When I was in college I studied labor history. We studied the development of unionism as an agency for change and protection in the workplace and then as a strong political force in both local and national politics. As unions developed in the various sectors of society certain fundamental concepts of unionism developed.
It is axiomatic that unions represent the best interests of their membership. When they don't they no longer have the legitimacy to be exclusive bargaining representatives. One of the concepts that has developed to protect all union members is seniority.
Seniority, simply put, provides special benefit to union members who have been members the longest. It provides a mechanism to protect members by ensuring that employer decisions are made in a fair, non-discriminatory way and without regard to union activity.
So important is seniority in organized labor that union officials are often given "super-seniority" to protect the union and the unit from arbitrary and discriminatory action by the employer.
Seniority works in a variety a ways. The most important is layoff seniority. Here, employees are laid-off in a way which prevents an employer from discriminating against individual workers. The UFT has not had a teacher layoff since my college days but there have been layoffs for paras and other titles much more recently.
In 2003, in a feeble effort to destroy the para title, the DOE decided to layoff large numbers of paras when the UFT allowed a no layoff provision to sunset. I can remember a meeting of almost 30 paras in the Rikers chapel in which the principal explained that there was nothing he could do but hope that the DOE would reverse its decision. Speaking on behalf of the UFT as the Chapter Leader I advised all the paras in my Chapter that the "no lay-off provision" was no longer in effect. I assured them that the layoff would be by seniority order and that any rehiring would also be done that way.
I had some difficulty getting a district-wide para seniority list but eventually obtained one. I made sure all of the layoffs were done properly and that paras were listed correctly.
To my surprise, when we returned at the start of the next school year, all of the paras were back to work in my school. The principal told me proudly that he had worked out a deal that allowed their return even though paras with higher seniority in other schools were not called back.
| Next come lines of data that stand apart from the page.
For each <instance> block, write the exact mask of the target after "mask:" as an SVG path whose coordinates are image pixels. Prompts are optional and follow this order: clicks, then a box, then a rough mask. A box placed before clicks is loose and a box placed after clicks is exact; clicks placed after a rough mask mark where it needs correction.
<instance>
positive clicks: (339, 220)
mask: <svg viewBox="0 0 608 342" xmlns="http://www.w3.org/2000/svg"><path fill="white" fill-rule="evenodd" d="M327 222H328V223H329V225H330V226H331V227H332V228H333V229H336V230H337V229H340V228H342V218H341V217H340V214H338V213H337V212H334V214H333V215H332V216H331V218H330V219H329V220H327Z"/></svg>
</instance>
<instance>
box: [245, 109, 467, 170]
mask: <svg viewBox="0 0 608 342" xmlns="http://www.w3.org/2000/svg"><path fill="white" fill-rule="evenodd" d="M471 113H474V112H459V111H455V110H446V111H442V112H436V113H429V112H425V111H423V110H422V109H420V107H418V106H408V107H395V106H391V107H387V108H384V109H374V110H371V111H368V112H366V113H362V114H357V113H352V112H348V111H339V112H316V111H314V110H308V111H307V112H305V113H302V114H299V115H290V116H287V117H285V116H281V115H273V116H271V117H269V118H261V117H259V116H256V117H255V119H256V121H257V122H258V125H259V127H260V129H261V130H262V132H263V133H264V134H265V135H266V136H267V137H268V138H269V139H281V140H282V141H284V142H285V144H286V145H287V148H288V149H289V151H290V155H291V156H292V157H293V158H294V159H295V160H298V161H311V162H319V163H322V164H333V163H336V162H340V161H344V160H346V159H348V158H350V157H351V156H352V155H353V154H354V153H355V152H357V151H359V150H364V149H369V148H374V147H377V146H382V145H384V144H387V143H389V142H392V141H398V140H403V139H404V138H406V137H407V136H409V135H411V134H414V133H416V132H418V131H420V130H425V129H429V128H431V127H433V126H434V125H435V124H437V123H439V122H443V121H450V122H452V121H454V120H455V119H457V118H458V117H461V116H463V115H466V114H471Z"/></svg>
I was in an awful bind. How could I fight against the principal's deal when my Chapter clearly benefited from this discrimination? How could the Union approve the clear violation of seniority rules?
I did not have to live with the dilemma for long as within a couple of weeks the DOE reconsidered and hired back all of the laid off paras. I found out later there was no "deal." Rather the Union had decided not to do anything about it at that time. They were just happy that some of the paras were called back and were not willing to risk political capital on asserting a seniority right.
In hindsight it is now abundantly clear that the UFT has no concern for seniority because it has stopped acting like a Union for some time.
While layoffs, in this economy, seem unlikely (at least for teachers) seniority also plays an important part in most organized sectors in work assignment. The UFT, since its inception, jealously guarded seniority in work assignments including mounting a strike to protect it.
The seniority transfer system became an institutional mechanism to protect this right and while never perfectly implemented it clearly allowed some protection for senior teachers. The DOE developed ways around the seniority transfer system such as not listing all vacancies or working deals with the Union when new schools opened but on the whole the system provided a safety valve based on non-discriminatory criteria for teachers, who needed to move to another school for any reason or no reason at all.
Then along came our new contract and the eradication of seniority transfer and in its place the "open market." The "open market" couldn't fly in the face of historical and fundamental union values any more. It permits the wholesale discrimination against senior and other disliked teachers, Chapter Leaders or anyone else. No longer do teachers have a union-protected work assignment right on transfer.
At the time that the contract was ratified Randi and her union-paid supporters heralded the loss of the seniority transfer system as a great victory for the union. "No longer would less senior teachers be bumped" and "now all vacancies would be listed" were some of the arguments they made.
After a short time it became clear that not only was the "open market" a fraud but an underclass of absent teacher reservists would give the DOE what it wanted…unfettered discretion in teacher work assignments. Teachers could be moved around the system at the whim of administrators.
Whole districts reorganized, Bronx and Brooklyn High Schools closed and principals mostly fill vacancies with untenured Fellows. Where's the Union?
In a recent article published in Washington DC's CityPaper
our Union's spokesperson is quoted about the loss of the seniority transfer system, something they are contemplating in DC. The article ends, aptly:
Ron Davis, a spokesperson for the New York teachers' union, declined to say how happy his group has been with the new system but says the union has indeed moved on. "I'd have to say we have other concerns [now]," he says. "It would not be an ongoing bone of contention for the membership."